The Pivot: From Pig.dev to Muscle Mem

Frustrated by the lack of product-market fit, Pig.dev pivoted to a new venture: Muscle Mem, a caching layer for AI agents.

  • Muscle Mem helps agents “remember” repeatable tasks, freeing them to focus on reasoning-heavy or novel challenges.
  • While no longer focused specifically on Windows, the new project tackles a related bottleneck in AI usability.

“What we’re working on now is directly inspired by and applicable to computer use, just at the developer tooling layer,” Dunteman told TechCrunch.

The Bigger Picture: Why Windows Automation Is So Hard

Dunteman’s experience highlights a critical challenge: agentic technology still struggles with extended use cases and high reliability.

  • Agents degrade in accuracy over long sessions as context windows fill up and costs rise.
  • Users in traditional industries often seek done-for-you automation, not DIY tools.

That’s not to say the space is dead.
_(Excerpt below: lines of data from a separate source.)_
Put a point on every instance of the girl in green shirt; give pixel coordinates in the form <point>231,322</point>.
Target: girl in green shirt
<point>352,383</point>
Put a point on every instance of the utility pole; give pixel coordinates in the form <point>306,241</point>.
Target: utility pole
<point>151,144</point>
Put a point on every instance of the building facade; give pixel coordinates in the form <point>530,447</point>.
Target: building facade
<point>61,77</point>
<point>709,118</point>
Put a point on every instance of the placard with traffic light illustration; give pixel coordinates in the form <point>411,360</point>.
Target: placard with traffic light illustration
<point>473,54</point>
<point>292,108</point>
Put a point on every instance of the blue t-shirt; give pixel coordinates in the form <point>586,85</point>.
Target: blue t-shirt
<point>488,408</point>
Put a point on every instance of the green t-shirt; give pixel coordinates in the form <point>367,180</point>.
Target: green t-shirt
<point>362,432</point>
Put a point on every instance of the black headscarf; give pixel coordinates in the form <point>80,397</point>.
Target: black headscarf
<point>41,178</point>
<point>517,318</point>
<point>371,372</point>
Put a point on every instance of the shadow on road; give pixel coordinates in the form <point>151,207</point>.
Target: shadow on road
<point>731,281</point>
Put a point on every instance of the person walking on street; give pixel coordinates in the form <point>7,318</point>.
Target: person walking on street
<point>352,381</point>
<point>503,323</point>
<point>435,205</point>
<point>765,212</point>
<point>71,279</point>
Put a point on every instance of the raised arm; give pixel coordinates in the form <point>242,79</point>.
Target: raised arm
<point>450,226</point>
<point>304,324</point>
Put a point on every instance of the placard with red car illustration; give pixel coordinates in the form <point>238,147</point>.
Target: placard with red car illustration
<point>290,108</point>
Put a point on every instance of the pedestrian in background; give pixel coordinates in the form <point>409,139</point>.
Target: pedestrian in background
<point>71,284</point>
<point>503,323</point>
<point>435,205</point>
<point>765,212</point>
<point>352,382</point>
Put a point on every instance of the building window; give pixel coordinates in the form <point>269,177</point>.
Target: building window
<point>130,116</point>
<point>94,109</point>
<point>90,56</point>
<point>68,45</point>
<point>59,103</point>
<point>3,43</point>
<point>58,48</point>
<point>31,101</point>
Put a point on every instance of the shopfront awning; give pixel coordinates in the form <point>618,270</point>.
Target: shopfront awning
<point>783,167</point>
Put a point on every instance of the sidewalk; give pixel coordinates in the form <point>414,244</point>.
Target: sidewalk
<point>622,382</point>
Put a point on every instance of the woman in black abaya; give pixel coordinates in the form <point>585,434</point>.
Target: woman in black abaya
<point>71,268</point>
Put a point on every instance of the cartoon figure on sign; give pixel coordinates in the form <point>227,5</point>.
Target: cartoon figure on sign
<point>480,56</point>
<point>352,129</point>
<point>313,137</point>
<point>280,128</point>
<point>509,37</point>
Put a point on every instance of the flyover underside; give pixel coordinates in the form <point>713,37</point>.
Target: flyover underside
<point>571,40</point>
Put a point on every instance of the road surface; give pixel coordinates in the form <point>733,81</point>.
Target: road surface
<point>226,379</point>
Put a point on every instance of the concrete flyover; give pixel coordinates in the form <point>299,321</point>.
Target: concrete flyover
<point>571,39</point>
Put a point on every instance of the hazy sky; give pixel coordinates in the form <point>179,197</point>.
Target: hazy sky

On the contrary, companies like Microsoft are actively pushing the frontier:

  • In April 2025, Microsoft introduced GUI automation tools for Copilot Studio, available in research preview.
  • In July, it announced an agentic feature in Windows 11 to help users manage system settings.

These advances show that Windows automation remains a high-priority frontier — just one that may be best tackled by deep-pocketed incumbents, not early-stage startups.

Lessons from Pig.dev’s Journey

The pivot of Pig.dev underscores a recurring theme in AI development today: bold ideas often run into practical bottlenecks.

  • Customer expectations and monetization models matter just as much as technical novelty.
  • Infrastructure gaps — such as memory, context handling, and UI complexity — still hinder reliable long-term agents.
  • The future of agentic computing may lie in composable systems like Muscle Mem, which chip away at the problem from adjacent angles.

Pig.dev may have changed direction, but its story is a valuable case study in how visionary AI tools meet real-world friction.